Je n’aime pas Noël. C’est dit. Je ne sais même pas pourquoi je rédige ce billet mais avec tous les posts qui passent sur mon feed Instagram avec en fond sonore les morceaux phares de Mariah Carey, j’ai besoin de poser mon téléphone et me livrer.
Cette période est terriblement anxiogène pour moi. Alors d’avance, je suis désolée si j’heurte quelques mentalités qui attendent ce moment avec impatience, mais pour moi et depuis toujours, c’est redoutable.

Pour commencer, je n’ai jamais aimé le froid, le manque de lumière, la nuit qui tombe à partir de 16 heures. L’hiver, ce n’est pas fait pour moi.
Heureusement, aujourd’hui je vis dans un pays qui me propose du soleil toute l’année, c’est ce dont j’ai toujours rêvé.
Néanmoins, et naturellement, Noël signifie réunion de famille, ce qui m’oblige en quelque sorte à devoir revenir sur ma terre parisienne, pour célébrer ce moment avec mes proches…
Si ça n’avait tenu qu’à moi, je serais restée à Dubaï, ou alors j’aurais pris un sac à dos, et serais allée voyager en Asie, en Thaïlande par exemple, l’un des pays que je préfère, qui ne se trouve pas très loin des Émirats Arabes Unis.

Néanmoins, comme nous nous sommes accordés là-dessus, cette fois-ci, Azel fêtera Noël avec la famille de son papa, Matthieu.
Il fallait donc quoi qu’il arrive que je revienne avec la petite pour que nos proches puissent en profiter.
Quelle pression.
Noël pour moi, ce sont des mauvais souvenirs malheureusement. Des souvenirs de dîners qui dégénèrent et qui finissent en (très grosses) engueulades et plus petite, ce n’était pas un Noël mais deux Noël, un chez ma mère, un chez mon père le lendemain. Je n’ai jamais d’ailleurs compris pourquoi ils n’ont pas réussi à se réunir autour d’un seul et même sapin. Les joies de certains divorces…
Je n’étais pas malheureuse pour autant, j’étais plutôt gâtée, j’avais littéralement tout en double : les anniversaires, les vacances, Noël, mais la seule chose qui m’aurait véritablement fait plaisir, aurait été d’avoir un souvenir de mes parents réunis lorsque j’étais petite.
C’est ainsi, c’est comme ça, on ne refait pas l’histoire, et je ne leur en veux pas, car ça leur appartient. C’est d’ailleurs pour cette raison, qu’avec Matthieu, nous tenons absolument à conserver un lien indéfectible, de manière à ce que notre petite fille, puisse se rappeler plus tard des bons moments passés avec papa et maman réunis. Peu importe les circonstances.

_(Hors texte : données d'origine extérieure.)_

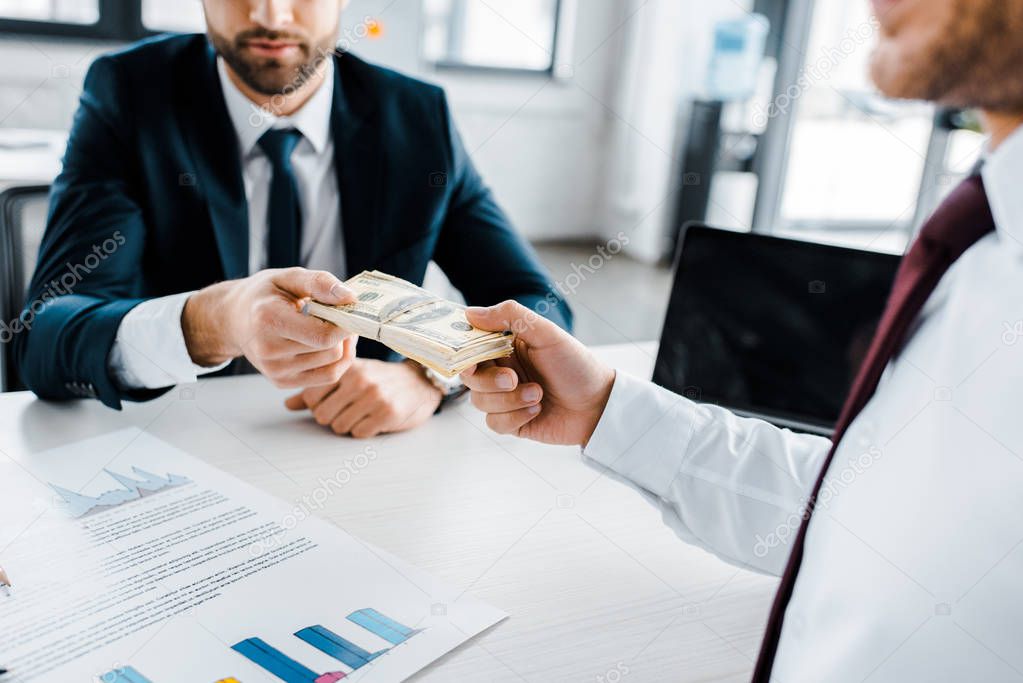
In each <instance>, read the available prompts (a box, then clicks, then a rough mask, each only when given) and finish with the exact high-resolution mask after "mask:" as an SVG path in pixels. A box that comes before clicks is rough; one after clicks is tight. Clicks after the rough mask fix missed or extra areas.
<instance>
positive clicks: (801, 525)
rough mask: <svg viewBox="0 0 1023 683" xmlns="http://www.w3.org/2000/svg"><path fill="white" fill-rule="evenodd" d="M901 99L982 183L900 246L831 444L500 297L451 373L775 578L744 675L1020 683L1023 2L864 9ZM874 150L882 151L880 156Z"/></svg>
mask: <svg viewBox="0 0 1023 683" xmlns="http://www.w3.org/2000/svg"><path fill="white" fill-rule="evenodd" d="M874 8H875V13H876V14H877V15H878V19H879V21H880V27H881V36H880V44H879V45H878V48H877V50H876V53H875V56H874V60H873V76H874V79H875V81H876V83H877V84H878V86H879V87H880V88H881V90H882V91H883V92H884V93H886V94H888V95H890V96H893V97H902V98H917V99H928V100H931V101H934V102H939V103H942V104H948V105H952V106H974V107H978V108H980V109H981V110H982V113H983V120H984V123H985V127H986V129H987V132H988V133H989V134H990V142H989V155H988V156H987V158H986V163H985V165H984V167H983V171H982V176H981V177H974V178H971V179H970V180H968V181H967V182H966V183H964V184H963V185H962V186H961V187H960V188H957V189H955V190H954V191H953V192H952V195H951V196H950V197H949V199H948V200H946V202H945V203H944V204H943V206H942V208H941V209H940V210H939V211H938V212H937V213H936V214H935V216H934V217H932V219H931V220H930V221H928V223H927V225H925V226H924V228H923V230H922V232H921V236H920V238H919V239H918V240H917V241H916V242H915V244H914V245H913V247H911V248H910V251H909V253H908V254H907V256H906V257H905V259H904V260H903V263H902V267H901V268H900V271H899V275H898V277H897V278H896V283H895V286H894V288H893V292H892V297H891V300H890V301H889V304H888V308H887V309H886V313H885V318H884V319H883V321H882V324H881V327H880V328H879V331H878V335H877V337H876V338H875V341H874V344H873V345H872V351H871V354H870V355H869V357H868V360H866V362H864V366H863V368H862V369H861V370H860V374H859V376H858V377H857V380H856V382H855V384H854V386H853V390H852V392H851V394H850V396H849V397H848V399H847V402H846V408H845V410H844V411H843V418H842V419H840V421H839V427H838V430H837V432H836V439H835V440H834V442H835V443H834V444H833V443H832V442H831V441H829V440H826V439H820V438H818V437H812V436H807V435H799V434H793V432H791V431H788V430H784V429H780V428H776V427H774V426H772V425H770V424H767V423H765V422H761V421H758V420H754V419H744V418H740V417H737V416H736V415H733V414H730V413H728V412H727V411H725V410H723V409H721V408H718V407H715V406H712V405H699V404H696V403H694V402H692V401H688V400H686V399H685V398H683V397H679V396H676V395H674V394H671V393H669V392H667V391H664V390H662V389H660V388H658V386H655V385H654V384H652V383H650V382H647V381H640V380H638V379H635V378H633V377H629V376H628V375H625V374H624V373H616V372H615V371H614V370H613V369H611V368H608V367H605V366H604V365H602V364H601V363H599V362H598V361H596V360H595V359H594V358H593V356H592V355H590V354H589V353H588V352H587V351H586V349H585V348H584V347H582V346H581V345H580V344H578V343H577V341H575V340H574V339H573V338H572V337H571V336H569V335H568V334H566V333H563V332H562V331H561V330H559V329H558V328H557V327H554V326H553V325H550V324H549V323H548V322H546V321H544V320H542V319H539V318H538V317H537V316H535V314H533V313H532V312H531V311H529V310H528V309H526V308H524V307H522V306H521V305H519V304H516V303H505V304H502V305H500V306H497V307H494V308H490V309H480V310H471V312H470V319H471V320H472V321H473V322H474V323H475V324H478V325H479V326H481V327H484V328H486V329H513V330H515V331H517V332H518V334H519V337H518V341H517V345H518V346H517V355H516V356H515V357H513V358H511V359H509V360H507V361H504V362H497V363H488V364H485V365H483V366H480V367H478V368H475V369H473V370H471V371H469V372H466V373H465V374H464V375H463V377H464V380H465V382H466V384H468V385H469V386H470V388H471V389H472V390H473V401H474V403H475V404H476V405H477V406H478V407H479V408H480V409H482V410H483V411H485V412H486V413H488V416H487V421H488V423H489V425H490V426H491V427H492V428H493V429H495V430H497V431H500V432H504V434H514V435H518V436H520V437H523V438H527V439H533V440H537V441H542V442H545V443H551V444H571V445H575V444H578V445H580V446H582V447H583V456H584V459H585V460H586V461H587V462H590V463H591V464H593V465H594V466H596V467H597V468H599V469H602V470H603V471H608V472H610V473H612V474H613V475H615V476H618V477H621V479H623V480H625V481H627V482H629V483H630V484H631V485H632V486H634V487H635V488H636V489H638V490H639V491H640V492H641V493H642V494H644V495H646V497H647V498H648V499H650V500H651V501H652V502H653V503H654V504H655V505H657V506H658V507H660V508H661V510H662V511H663V513H664V517H665V519H666V520H667V522H668V523H669V525H670V526H671V527H672V528H673V529H674V531H676V532H677V534H678V535H679V536H680V537H681V538H682V539H684V540H686V541H688V542H692V543H696V544H699V545H701V546H703V547H705V548H707V549H709V550H710V551H712V552H714V553H716V554H718V555H719V556H721V557H723V558H725V559H727V560H728V561H731V562H735V563H737V564H740V565H743V566H747V567H751V568H754V570H757V571H760V572H764V573H768V574H774V575H781V576H783V581H782V588H781V589H780V592H779V596H777V598H776V600H775V607H774V610H773V612H772V614H771V618H770V620H769V621H768V628H767V636H766V637H765V640H764V644H763V648H762V650H761V656H760V661H759V662H758V666H757V670H756V672H755V675H754V680H756V681H767V680H777V681H786V682H790V683H792V682H797V681H862V680H871V681H939V680H948V681H962V680H972V681H1003V680H1005V681H1008V680H1019V679H1020V678H1023V646H1021V642H1023V641H1021V640H1020V634H1021V633H1023V589H1021V588H1020V576H1023V420H1020V419H1019V416H1018V413H1019V406H1020V405H1023V383H1021V381H1020V377H1021V376H1023V372H1021V368H1023V192H1021V191H1020V180H1021V178H1023V2H1021V1H1020V0H875V2H874ZM880 153H883V150H879V154H880Z"/></svg>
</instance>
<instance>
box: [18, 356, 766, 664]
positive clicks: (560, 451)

En grandissant, à l’adolescence, alors que nous ne croyons plus au père Noël mes frères et moi, ma mère avait pris le parti de nous emmener en voyage à chaque vacances de Noël. Et je crois comprendre pourquoi aujourd’hui.
Je suis une mini-ma mère : cette horreur du froid, ça vient d’elle.
Nous étions très privilégiés, car nous avons pu découvrir des pays magnifiques, et et revenir la tête plein de souvenirs à chaque rentrée du mois de janvier. J’ai également ces images de quelques Noël avec ma grand-mère, ma grand-mère maternelle dont j’étais extrêmement proche. Elle était catholique, croyante, et elle tenait particulièrement à cette fête.
Je me rappelle de messes où elle m’emmenait, que ce soit à Marrakech ou à Paris, et j’adorais l’atmosphère qui se dégageait des églises. Je m’y sentais en sécurité. Elle avait une petite crèche dans sa maison, qu’elle prenait soin de reconstituer chaque année, et sa façon de nous introduire à Noël était très douce. Malheureusement, le dernier Noël passé à ses côtés, elle était malade, et j’avais dû écourter mon séjour au Maroc, pour me rendre au chevet de mon ex qui venait de perdre sa mère. Une période triste et bien sombre… C’était pourtant il y a une dizaine d’années, et depuis évidemment, nous avons pu célébrer Noël dans d’autres circonstances. Mais toujours avec un goût amer de mon côté.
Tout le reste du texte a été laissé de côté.